19 thoughts on “Beneath the icy exterior

  1. Beautiful images and I liked how you tied it into us. Most humans can sustain pretty much, but then then sometimes it’s just the next thing that is THE thing. God is the one who sustains. That’s for sure.

  2. Very clever to juxtapose brutality of winter with the sustaining spirit within. I was left thinking that sometimes its piling on of little stressors that creates the tough exterior that, good or bad, makes trees and us more impervious to life’s extremes.

    1. And yet, if you touch one of the trees sheathed in the ice, those branches will often break too. It seems to insulate in both directions.

  3. At this–“Or maybe I’m just projecting.”–I laughed heartily.

    At this–“They are stoic, these trees. Or not. It is impossible to see how the heartwood is stressed and damaged beneath the bark.”–I mmmmm-ed.

    That “accumulation of stress over time” CAN BE deadly. You’re right–it’s not enough just to worry about nurturing and care during the extremes, but steadily and regularly.

    Love the pictures. Such delicate little sculptures.

    1. I guess I was having a prickly morning when I wrote about projecting. Some mornings it takes an hour or so to find my cheerfulness. A hearted-latte or two never hurts to help that along!

  4. Such an insightful and beautiful expression of nature and spirit. I LUV the pictures here as I do in your other posts.

    1. Thank you! I love to take the pictures, and am grateful to digital photography for that aspect. I couldn’t afford photography when I was younger, though I’ve always been interested in it.

  5. I’ve always wondered with trees if the winter isn’t pruning–good or bad–in a direction of it’s own choosing where “broken branches” become the places where new growth is fostered. The images in this piece are beautiful as is the allusion to people and survival and there is a certain gritting of the teeth and wondering, “is survival possible?” I love the line about prickly garments and projecting. It made me laugh to think of it. Beautiful photos too for a piece which is as much to be read as to be viewed and savored.

    1. I imagine winter is pruning, though new growth doesn’t always happen over the scar. The scar remains. New growth can happen around it though, and often in forests deadwood is needed to support that new growth, to help saplings reach their potential height. Thank you for your encouragement.

  6. Your photographs always draw me in, and then your words make me smile, and ponder. Having a couple of friends who are battling with mental health issues, my mind went immediately to them as I read this. Your gift for describing the landscape paired nicely with the shots you shared.

    Crystal, thank you again for your careful reading and suggestions with my apology piece. You went above and beyond…

    1. It does affect our mental health, for sure, but our physical health also takes a toll. Stress can mimic symptoms of physical ailments as well.

      As for the rest? You’re very welcome!

  7. I’ve been feeling a bit like the trees lately, so your observation, “it’s an accumulation of stress over time until the tree can simply no longer hold on to the burden” really hit home. Thanks for reminding me to strengthen myself from the inside, so that my outside can hold up to the ice.

    1. Some seasons are hard, Christine.
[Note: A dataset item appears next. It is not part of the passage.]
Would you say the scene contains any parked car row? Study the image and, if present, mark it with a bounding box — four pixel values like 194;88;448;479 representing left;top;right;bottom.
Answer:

That’s just how it is–and we do need to make sure we are being well nurtured from the inside. We should check in with each other again to see how we’re doing because I need to make sure I can handle it too. Thanks for stopping by.

  8. Well nurtured on the inside … yes, Crystal! Thanks for this. I love the beauty of an ice storm, too, but a dazzlingly, clear coating really can hide a hurting inside.

    1. Dazzling on the outside, hurting on the inside–that about sums it up, doesn’t it?

  9. This! “It is impossible to see how the heartwood is stressed and damaged beneath the bark.” And this: “It isn’t always a big thing that takes them down. It seldom is, in fact. Rather it’s an accumulation of stress over time until the tree can simply no longer hold on to the burden.” Such insight, beautifully written.